Login/Register
How to control the size of a class to be a multiple of the size of a member?
Asked Answered
Solved c++structalignmentpaddingsizeof
M

3

7

I have the following class,

struct employee {
    std::string name;
    short salary;
    std::size_t age;
};

Just as an example, in Linux amd64, the size of the struct is 48 bytes, and the size of std::string is 32, that is, not a multiple.

Now, I need, in a cross-platform way, for employee to have a size that is a multiple of the size of std::string (first member).

(Cross-platform could mean, for example, both Linux amd64 and Apple ARM.)

That is, sizeof(employee) % sizeof(std::string) == 0.

I tried controlling the padding using alignas for the whole class or the members, but the requirement to be a power of 2 is too restrictive, it seems.
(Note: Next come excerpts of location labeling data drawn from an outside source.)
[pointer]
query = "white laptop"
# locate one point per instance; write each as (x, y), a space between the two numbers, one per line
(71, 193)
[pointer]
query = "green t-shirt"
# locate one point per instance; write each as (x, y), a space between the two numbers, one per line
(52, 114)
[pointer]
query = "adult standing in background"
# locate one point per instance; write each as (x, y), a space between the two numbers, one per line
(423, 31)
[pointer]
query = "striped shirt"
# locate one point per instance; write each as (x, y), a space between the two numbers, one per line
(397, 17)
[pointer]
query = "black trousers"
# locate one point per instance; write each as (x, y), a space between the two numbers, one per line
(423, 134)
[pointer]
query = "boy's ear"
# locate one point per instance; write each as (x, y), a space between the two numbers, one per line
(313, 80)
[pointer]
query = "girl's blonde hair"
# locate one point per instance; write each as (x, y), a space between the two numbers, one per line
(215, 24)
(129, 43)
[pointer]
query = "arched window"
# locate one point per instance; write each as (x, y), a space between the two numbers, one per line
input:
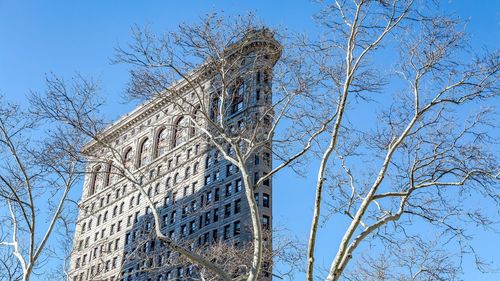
(195, 168)
(95, 182)
(161, 142)
(127, 158)
(144, 152)
(180, 133)
(107, 176)
(132, 202)
(197, 119)
(208, 161)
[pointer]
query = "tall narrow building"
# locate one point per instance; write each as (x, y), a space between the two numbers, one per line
(198, 195)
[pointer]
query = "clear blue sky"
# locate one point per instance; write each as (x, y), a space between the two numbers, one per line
(66, 37)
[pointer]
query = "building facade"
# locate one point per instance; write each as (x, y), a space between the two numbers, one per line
(198, 195)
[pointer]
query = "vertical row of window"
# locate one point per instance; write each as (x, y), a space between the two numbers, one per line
(182, 131)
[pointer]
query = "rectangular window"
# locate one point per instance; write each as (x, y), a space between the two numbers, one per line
(229, 189)
(226, 231)
(217, 194)
(238, 186)
(236, 228)
(216, 214)
(237, 206)
(227, 211)
(215, 235)
(207, 218)
(209, 197)
(265, 200)
(266, 222)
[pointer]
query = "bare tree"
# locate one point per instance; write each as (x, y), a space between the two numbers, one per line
(421, 154)
(235, 79)
(36, 175)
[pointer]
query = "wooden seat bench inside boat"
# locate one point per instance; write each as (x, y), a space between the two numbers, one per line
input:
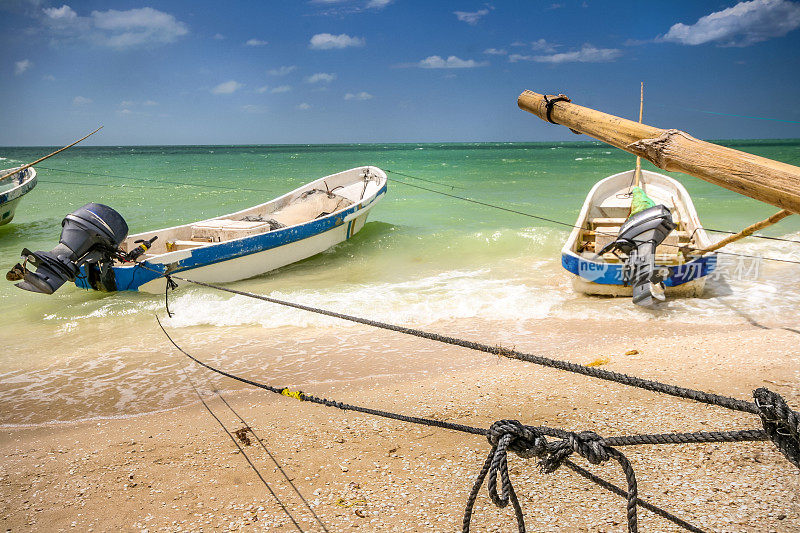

Then I tried to add a char array at the end. Still, I had two problems, first, what is the exact size of the array in different platforms at compile-time, and second not adding another member that can screw up the nice aggregate initialization of the class.

For the first, I do this:

struct employee_dummy {
    std::string name;
    short salary;
    std::size_t age;
};

struct employee {
    std::string name;
    short salary;
    std::size_t age;
    char padding[(sizeof(employee_dummy)/sizeof(std::string)+1)*sizeof(std::string) - sizeof(employee_dummy)];
};

Note the ugly dummy class, and I don't even know if the logic is correct.

For the second problem, I don't have a solution. I could do this, but then I would need to add a constructor, the class would not be an aggregate, etc.

struct employee {
    std::string name;
    short salary;
    std::size_t age;
 private:
    char padding[(sizeof(employee_dummy)/sizeof(std::string)+1)*sizeof(std::string) - sizeof(employee_dummy)];
};

How can I control the size of the struct with standard or non-standard mechanisms and keep the class as an aggregate?

Here is a link to play with this problem empirically: https://cppinsights.io/s/f2fb5239

NOTE ADDED:

I realized that, if the technique to add padding is correct, the calculation is even more difficult because the dummy class might be already adding padding, so I have to take into account the offset of the last element instead.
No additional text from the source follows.